症例 患者:Aさん,80歳代,女性
高血圧,慢性腎臓病,変形性腰椎症,坐骨神経痛,骨粗鬆症で当院に通院していた。当初は,高血圧で通院を開始し,整形外科にも通院していた。杖歩行になり,整形外科の通院も大変になり,通院をやめ,処方を当院で継続するようになっていた。腰痛は続いており,プレガバリン150mg/日,アセトアミノフェン1,800mg/日,エルデカルシトール0.75μg/日を内服していた。徐々に腎機能も悪化し,Cre:1.6mg/dLとなっていた。
あるとき,ウイルス性上気道炎になり,その後,食欲不振が続いていた。水分しかとれず,血液検査では腎機能障害はあるものの,他に大きな異常はなかった。食欲不振は改善せず,他院へ紹介すると,Ca:13.8mg/dLの高カルシウム血症であった。当院ではCaを測定していなかった。また,入院時の内服薬確認で,腰痛が良くならないため,新しくできた整形外科医院を受診していたことがわかった。そこではロキソプロフェン180mg/日,エルデカルシトール0.75μg/日が処方されており,エルデカルシトールの処方が重複していた。エルデカルシトールは骨粗鬆症治療に用いられる活性化ビタミンD製剤で,添付文書では,血清カルシウム値の定期的測定が推奨されている。腎機能障害のある患者では,さらに血清カルシウム値を上昇させることがあり慎重投与となっている。エルデカルシトールの中止と補液で血清カルシウム値は正常化し,食欲も改善した。

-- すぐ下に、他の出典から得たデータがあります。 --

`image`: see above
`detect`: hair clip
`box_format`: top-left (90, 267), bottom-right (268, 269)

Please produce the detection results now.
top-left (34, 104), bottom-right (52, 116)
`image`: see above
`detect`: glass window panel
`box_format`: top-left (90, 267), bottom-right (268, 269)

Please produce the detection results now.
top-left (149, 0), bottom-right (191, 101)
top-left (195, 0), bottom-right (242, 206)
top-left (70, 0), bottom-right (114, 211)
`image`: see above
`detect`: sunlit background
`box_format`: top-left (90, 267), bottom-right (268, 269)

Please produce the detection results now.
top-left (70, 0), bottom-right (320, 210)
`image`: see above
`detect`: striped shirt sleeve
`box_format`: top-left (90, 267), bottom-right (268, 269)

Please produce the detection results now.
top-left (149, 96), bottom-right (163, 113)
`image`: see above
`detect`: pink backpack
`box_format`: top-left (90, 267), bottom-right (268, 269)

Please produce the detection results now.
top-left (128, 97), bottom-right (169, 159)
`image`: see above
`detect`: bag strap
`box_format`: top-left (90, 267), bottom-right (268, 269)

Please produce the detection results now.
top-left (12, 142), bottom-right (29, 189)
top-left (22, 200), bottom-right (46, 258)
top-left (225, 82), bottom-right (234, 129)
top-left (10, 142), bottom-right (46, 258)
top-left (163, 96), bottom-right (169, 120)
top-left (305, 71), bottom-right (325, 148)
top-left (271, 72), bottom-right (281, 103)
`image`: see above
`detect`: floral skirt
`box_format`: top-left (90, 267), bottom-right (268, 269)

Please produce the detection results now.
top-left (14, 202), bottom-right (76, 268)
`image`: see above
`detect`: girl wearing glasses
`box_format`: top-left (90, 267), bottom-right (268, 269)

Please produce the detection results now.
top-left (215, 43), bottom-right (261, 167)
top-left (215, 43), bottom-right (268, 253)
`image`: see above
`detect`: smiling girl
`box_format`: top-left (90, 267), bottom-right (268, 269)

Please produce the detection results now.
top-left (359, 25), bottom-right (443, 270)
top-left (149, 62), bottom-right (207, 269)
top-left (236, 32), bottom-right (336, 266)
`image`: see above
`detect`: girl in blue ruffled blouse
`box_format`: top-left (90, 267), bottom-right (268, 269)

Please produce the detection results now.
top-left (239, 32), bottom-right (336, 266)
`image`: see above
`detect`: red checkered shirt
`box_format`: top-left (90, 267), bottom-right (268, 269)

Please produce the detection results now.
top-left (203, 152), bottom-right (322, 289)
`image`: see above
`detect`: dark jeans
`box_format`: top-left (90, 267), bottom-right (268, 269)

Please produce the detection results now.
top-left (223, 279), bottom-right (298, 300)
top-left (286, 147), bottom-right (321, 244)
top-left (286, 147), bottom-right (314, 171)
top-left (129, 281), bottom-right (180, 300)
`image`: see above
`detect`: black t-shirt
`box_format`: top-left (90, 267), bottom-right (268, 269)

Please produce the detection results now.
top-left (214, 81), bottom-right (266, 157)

他の医療機関への通院や処方を定期的に確認することが抜けており,「しくじり」を自覚した。
しくじり診療の過程の考察
患者が高齢となり通院が困難になると,複数の医療機関への通院をやめ,総合診療医が複数の疾患を管理することがある。整形外科の通院をやめ,処方を当院で行うようになり,「もう整形外科には行っていない」という先入観があった。患者は,改善しない慢性の症状があるとき,ある医療機関への通院や中断を繰り返したり,別の医療機関に変えたりすることがあり,そのことを医師に言わないことがある。

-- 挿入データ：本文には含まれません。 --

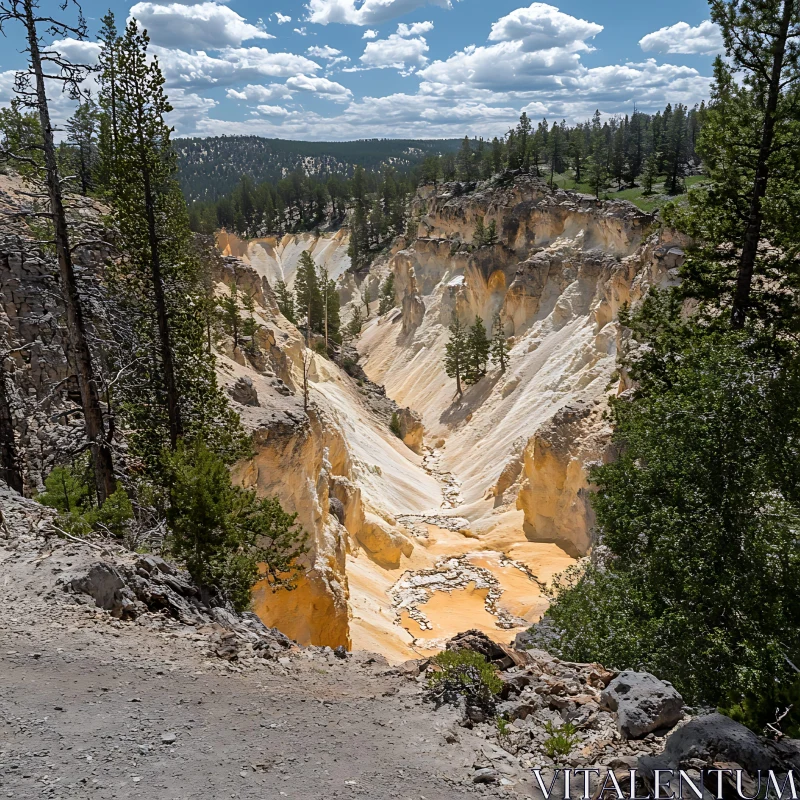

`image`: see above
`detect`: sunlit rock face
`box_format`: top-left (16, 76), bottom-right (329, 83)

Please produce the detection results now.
top-left (359, 176), bottom-right (685, 555)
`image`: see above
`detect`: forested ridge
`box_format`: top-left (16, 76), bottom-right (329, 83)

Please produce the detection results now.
top-left (174, 136), bottom-right (458, 203)
top-left (0, 0), bottom-right (800, 736)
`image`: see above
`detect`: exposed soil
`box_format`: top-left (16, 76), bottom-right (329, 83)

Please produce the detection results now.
top-left (0, 500), bottom-right (528, 800)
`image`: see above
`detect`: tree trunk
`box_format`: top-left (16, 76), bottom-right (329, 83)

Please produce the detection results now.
top-left (142, 156), bottom-right (184, 450)
top-left (24, 0), bottom-right (116, 505)
top-left (731, 0), bottom-right (795, 329)
top-left (0, 363), bottom-right (24, 494)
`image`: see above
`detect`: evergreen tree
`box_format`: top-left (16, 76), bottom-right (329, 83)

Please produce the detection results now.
top-left (294, 250), bottom-right (325, 340)
top-left (587, 111), bottom-right (608, 199)
top-left (66, 97), bottom-right (98, 195)
top-left (0, 0), bottom-right (117, 504)
top-left (490, 314), bottom-right (508, 375)
top-left (378, 272), bottom-right (397, 316)
top-left (275, 280), bottom-right (297, 323)
top-left (100, 20), bottom-right (245, 468)
top-left (456, 136), bottom-right (475, 181)
top-left (464, 317), bottom-right (491, 383)
top-left (444, 317), bottom-right (469, 396)
top-left (664, 103), bottom-right (689, 194)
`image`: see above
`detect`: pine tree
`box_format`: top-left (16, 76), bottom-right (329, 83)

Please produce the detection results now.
top-left (66, 97), bottom-right (98, 196)
top-left (294, 250), bottom-right (325, 347)
top-left (490, 314), bottom-right (508, 375)
top-left (587, 111), bottom-right (608, 200)
top-left (464, 317), bottom-right (491, 383)
top-left (100, 20), bottom-right (244, 468)
top-left (97, 11), bottom-right (122, 191)
top-left (378, 272), bottom-right (397, 316)
top-left (456, 136), bottom-right (475, 181)
top-left (444, 317), bottom-right (469, 396)
top-left (275, 280), bottom-right (297, 323)
top-left (0, 0), bottom-right (116, 504)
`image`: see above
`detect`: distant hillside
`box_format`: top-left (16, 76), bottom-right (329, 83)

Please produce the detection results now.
top-left (174, 136), bottom-right (460, 202)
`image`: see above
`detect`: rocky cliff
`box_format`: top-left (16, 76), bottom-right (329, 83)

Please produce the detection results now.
top-left (359, 176), bottom-right (682, 555)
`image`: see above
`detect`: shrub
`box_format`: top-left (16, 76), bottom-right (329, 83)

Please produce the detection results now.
top-left (428, 650), bottom-right (503, 713)
top-left (165, 441), bottom-right (308, 611)
top-left (542, 721), bottom-right (580, 758)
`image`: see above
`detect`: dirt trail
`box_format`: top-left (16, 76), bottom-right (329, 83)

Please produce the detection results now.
top-left (0, 512), bottom-right (520, 800)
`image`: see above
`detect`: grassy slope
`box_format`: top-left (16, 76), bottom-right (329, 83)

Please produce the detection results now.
top-left (555, 174), bottom-right (705, 213)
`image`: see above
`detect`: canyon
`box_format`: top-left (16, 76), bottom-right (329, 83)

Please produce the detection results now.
top-left (209, 175), bottom-right (685, 662)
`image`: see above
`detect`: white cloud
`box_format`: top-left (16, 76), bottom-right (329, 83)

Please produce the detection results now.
top-left (489, 3), bottom-right (603, 52)
top-left (225, 83), bottom-right (292, 103)
top-left (256, 105), bottom-right (289, 117)
top-left (286, 75), bottom-right (353, 103)
top-left (306, 0), bottom-right (458, 25)
top-left (153, 47), bottom-right (320, 87)
top-left (639, 19), bottom-right (723, 55)
top-left (130, 2), bottom-right (275, 50)
top-left (306, 44), bottom-right (342, 61)
top-left (360, 33), bottom-right (430, 70)
top-left (397, 22), bottom-right (433, 36)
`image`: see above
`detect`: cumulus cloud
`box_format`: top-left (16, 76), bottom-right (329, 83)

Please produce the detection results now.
top-left (489, 3), bottom-right (603, 52)
top-left (306, 0), bottom-right (458, 25)
top-left (225, 83), bottom-right (292, 103)
top-left (153, 47), bottom-right (320, 88)
top-left (397, 22), bottom-right (433, 36)
top-left (306, 44), bottom-right (342, 61)
top-left (360, 33), bottom-right (430, 70)
top-left (286, 75), bottom-right (353, 103)
top-left (639, 19), bottom-right (723, 55)
top-left (256, 105), bottom-right (289, 117)
top-left (130, 2), bottom-right (275, 50)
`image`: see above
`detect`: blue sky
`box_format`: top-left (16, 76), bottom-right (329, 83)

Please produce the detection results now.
top-left (0, 0), bottom-right (720, 140)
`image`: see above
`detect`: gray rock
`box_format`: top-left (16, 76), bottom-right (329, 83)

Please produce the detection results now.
top-left (230, 376), bottom-right (260, 406)
top-left (69, 561), bottom-right (125, 611)
top-left (472, 767), bottom-right (500, 783)
top-left (639, 713), bottom-right (800, 779)
top-left (600, 670), bottom-right (683, 739)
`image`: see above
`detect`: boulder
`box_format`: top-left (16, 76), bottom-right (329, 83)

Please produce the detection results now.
top-left (639, 712), bottom-right (800, 781)
top-left (600, 670), bottom-right (683, 739)
top-left (230, 376), bottom-right (260, 406)
top-left (445, 630), bottom-right (528, 669)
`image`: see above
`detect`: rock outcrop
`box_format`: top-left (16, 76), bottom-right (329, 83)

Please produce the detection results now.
top-left (359, 175), bottom-right (685, 556)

慢性疼痛に医師が慣れてしまい,痛みの状況,内服,通院の確認を怠ったことがしくじりにつながった。慢性腎臓病で腎機能が悪化すると内服薬の種類,容量などの注意事項が増えるが,定期通院患者の腎機能が徐々に低下すると薬への注意を怠りがちになることがある。
こうすればよかった,その後自分はこうしている
通院している患者が他院に通院して処方を受けていないか,お薬手帳を確認している。他院の処方も当然変わっていくこともあるし,受診する医療機関が増えたり,変わったりしていることもある。複数医療機関の受診で調剤薬局も複数になり,お薬手帳を何冊も持っているケースもあるので,お薬手帳の確認だけでなく問診でも確認するよう心がけている。
このしくじり症例のように,患者が複数の医療機関にかかっていることや,症状の経過が長いと,その都度他医に新たにかかったことを話さない(話し忘れる)ことがあります。筆者も幾度か経験しているので,スタッフと共同し,服薬内容のチェックシステムを考えてきました。当院では,服薬内容を複数人数でチェックすることにしています。すなわち,事前問診での看護師による服薬内容のチェックと,その後,診察時の医師によるチェックです。
看護師は簡易的な薬のチェック表(表1)を用いて,新患患者の場合,病歴聴取時にお薬手帳の有無を確認し,持っている場合は手帳をコピーさせてもらい,そしてカルテに薬の内容を記載します。受診した医療機関ごとにお薬手帳を持っている方もいるため,1つにまとめたほうが服薬管理をしやすいことを説明します。またはすべてのお薬手帳を持参するように説明します。お薬手帳を持っていない場合は,服薬管理の必要性を説明し,今後のお薬手帳の持参・携帯を勧めます。一方,定期・再来患者の場合は,他院を受診して処方されている定期薬の変更があった際にお薬手帳を見せてもらい,カルテに記載します。持参していないときは,持参・携帯の必要性を説明します。このように,予診時と診察時のダブルチェックをすることで,NSAIDsや活性化ビタミンD3製剤,ビスホスホネート製剤の二重投与を防げたことがあります。
このように,複数の人数でチェックすること,お薬手帳携帯のお願いを繰り返し説明することが,薬の重複投与を防ぐのに重要と思います。